Cerveja da Tarde

Tudo tende ao caos.

6 Junho, 2008 · Deixe um comentário

É extremamente complicado estudar arduamente, e alguém mais capacitado espana meu cérebro com infinita sabedoria, especialmente porque nasceu mais inteligente que eu.

Acredito que o melhor é me conformar que tenho capacidade para outras coisas, posso não ser um cara brilhante com física, mas “dou meus pulos em história”, até mesmo minha personalidade comunicativa conta como forte arma no meu perfil.

Temos que aceitar que sempre haverá um nerd mais inteligente que nós. Ganhará um Premio Nobel, e nos fará estudar tudo aquilo que ele próprio descobriu. Munidos com um livro na nossa cara, explicado, com exemplos, precisamos remunerar uma figura que chamamos de professor para nos nutrir das informações escondidas na obra de um gênio.

De alguma forma encontramos um assunto que nos interessa no meio de tanta informação cientifica, algo que nos leva a estudar, instiga a curiosidade pelo saber. Nem que o conteúdo seja apenas para uma discussão de bar, já é válido.

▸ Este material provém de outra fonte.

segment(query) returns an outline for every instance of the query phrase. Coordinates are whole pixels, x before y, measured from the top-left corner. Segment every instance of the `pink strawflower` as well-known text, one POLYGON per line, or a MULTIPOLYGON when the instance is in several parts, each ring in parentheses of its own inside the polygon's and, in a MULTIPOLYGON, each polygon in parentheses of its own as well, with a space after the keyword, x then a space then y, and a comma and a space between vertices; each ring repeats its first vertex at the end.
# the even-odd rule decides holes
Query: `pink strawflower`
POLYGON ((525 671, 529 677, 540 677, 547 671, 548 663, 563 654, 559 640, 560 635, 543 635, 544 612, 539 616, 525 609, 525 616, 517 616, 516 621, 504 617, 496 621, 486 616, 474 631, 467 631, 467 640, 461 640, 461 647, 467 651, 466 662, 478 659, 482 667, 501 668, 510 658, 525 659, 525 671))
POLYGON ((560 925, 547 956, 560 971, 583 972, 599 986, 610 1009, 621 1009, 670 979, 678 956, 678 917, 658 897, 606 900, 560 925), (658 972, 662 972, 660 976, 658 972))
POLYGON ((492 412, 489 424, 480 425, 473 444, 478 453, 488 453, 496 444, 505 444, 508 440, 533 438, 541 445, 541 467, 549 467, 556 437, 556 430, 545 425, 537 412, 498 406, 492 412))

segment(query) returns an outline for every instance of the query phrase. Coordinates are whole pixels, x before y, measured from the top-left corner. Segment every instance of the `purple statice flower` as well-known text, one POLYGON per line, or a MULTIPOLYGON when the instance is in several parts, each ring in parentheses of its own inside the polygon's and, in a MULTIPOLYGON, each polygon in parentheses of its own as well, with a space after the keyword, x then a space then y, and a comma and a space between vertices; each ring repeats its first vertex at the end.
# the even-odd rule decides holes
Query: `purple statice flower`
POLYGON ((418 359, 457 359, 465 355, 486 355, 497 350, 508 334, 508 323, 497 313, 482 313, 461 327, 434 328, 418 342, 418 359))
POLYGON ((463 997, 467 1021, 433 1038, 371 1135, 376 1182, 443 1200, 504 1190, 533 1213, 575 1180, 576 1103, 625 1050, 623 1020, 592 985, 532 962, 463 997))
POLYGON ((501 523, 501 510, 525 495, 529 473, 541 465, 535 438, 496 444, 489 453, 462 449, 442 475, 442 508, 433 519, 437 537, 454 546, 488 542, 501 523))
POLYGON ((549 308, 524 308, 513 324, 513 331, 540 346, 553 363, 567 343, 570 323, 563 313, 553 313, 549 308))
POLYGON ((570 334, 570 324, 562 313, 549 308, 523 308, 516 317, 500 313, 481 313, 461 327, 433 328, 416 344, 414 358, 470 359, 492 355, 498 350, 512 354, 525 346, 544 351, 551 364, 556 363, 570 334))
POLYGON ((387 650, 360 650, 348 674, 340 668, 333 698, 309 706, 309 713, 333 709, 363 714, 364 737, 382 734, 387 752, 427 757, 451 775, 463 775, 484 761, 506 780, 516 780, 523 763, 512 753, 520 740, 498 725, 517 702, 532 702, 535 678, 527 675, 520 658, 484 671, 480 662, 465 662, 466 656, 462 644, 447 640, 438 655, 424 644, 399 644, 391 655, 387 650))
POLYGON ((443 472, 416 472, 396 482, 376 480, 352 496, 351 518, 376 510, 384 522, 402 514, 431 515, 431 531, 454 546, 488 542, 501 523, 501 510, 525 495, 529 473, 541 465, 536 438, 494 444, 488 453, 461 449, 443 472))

Um exemplo ao que me refiro acima é que qualquer acontecimento irrisório, pode ter imensas proporções ao longo prazo. Já pensaram nisso? Nunca imaginaram que se aquele dia fizessem diferente, as coisas poderiam ser totalmente contrárias? Se minha avó por exemplo resolvesse ficar em casa no primeiro domingo de junho em 1923, certamente não teria topado com meu avô na rua, o qual jogou um xaveco e ganhou seu coração, e eu nessa confusão toda, não estaria escrevendo no momento. Fui claro? Resumo essa idéia em uma só frase:

“Previsibilidade: O bater de asas de uma borboleta no Brasil desencadeia um tornado no Texas?”

A Teoria do Caos sempre me despertou interesse, mal sabia eu, que há muitos números por trás de algo tão curioso e que faz muito sentido na vida cotidiana.

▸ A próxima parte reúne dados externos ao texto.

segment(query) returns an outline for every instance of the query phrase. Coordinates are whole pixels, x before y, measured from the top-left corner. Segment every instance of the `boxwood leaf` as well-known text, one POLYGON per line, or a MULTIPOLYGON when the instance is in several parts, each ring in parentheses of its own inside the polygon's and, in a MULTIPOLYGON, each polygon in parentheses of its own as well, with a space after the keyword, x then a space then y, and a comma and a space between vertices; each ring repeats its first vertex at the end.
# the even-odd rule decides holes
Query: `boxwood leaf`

Em 1955 Eduard Norton Lorenz, assumiu a direção de um projeto de estudo que focava na previsão de estatística do tempo no MIT (Instituto de Tecnologia de Massachusetts). Previsão de estatística do tempo tem característica por se basear mais em análises e observações do passado do que em princípios da Física.

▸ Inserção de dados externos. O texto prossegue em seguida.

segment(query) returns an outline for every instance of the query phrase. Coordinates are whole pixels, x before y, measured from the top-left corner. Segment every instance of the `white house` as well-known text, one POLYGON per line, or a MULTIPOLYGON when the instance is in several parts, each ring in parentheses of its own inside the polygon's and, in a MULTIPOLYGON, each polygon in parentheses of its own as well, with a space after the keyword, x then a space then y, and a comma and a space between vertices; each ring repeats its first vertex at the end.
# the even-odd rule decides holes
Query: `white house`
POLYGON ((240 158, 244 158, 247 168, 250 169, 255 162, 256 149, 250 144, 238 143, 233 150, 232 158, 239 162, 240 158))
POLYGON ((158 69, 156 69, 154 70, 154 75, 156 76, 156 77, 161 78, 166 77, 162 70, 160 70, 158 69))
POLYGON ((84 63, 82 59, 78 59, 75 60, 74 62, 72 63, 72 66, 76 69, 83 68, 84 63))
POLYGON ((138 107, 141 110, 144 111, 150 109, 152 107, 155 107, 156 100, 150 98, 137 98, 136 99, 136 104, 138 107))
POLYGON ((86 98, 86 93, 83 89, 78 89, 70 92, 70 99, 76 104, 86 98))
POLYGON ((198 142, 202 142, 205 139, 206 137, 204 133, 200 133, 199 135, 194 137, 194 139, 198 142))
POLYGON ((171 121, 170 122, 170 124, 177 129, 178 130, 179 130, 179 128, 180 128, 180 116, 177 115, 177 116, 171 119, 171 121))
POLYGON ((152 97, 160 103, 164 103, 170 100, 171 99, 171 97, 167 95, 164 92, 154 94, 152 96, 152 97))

Lorenz estava pouco satisfeito com os resultados numéricos que obtivera ao utilizar equações lineares, portanto lhe ocorreu a possibilidade em adotar previsões por sistema de equações não lineares.

Para facilitar, o uso do computador foi indispensável para o trabalho, porém Lorenz contava com uma máquina limitada. Construiu um modelo de previsão com 12 variáveis, o qual objetivava reproduzir o movimento de ar na atmosfera. Por conta do baixo desempenho do computador, o cientista foi forçado a economizar recursos, como por exemplo arredondar casas decimais.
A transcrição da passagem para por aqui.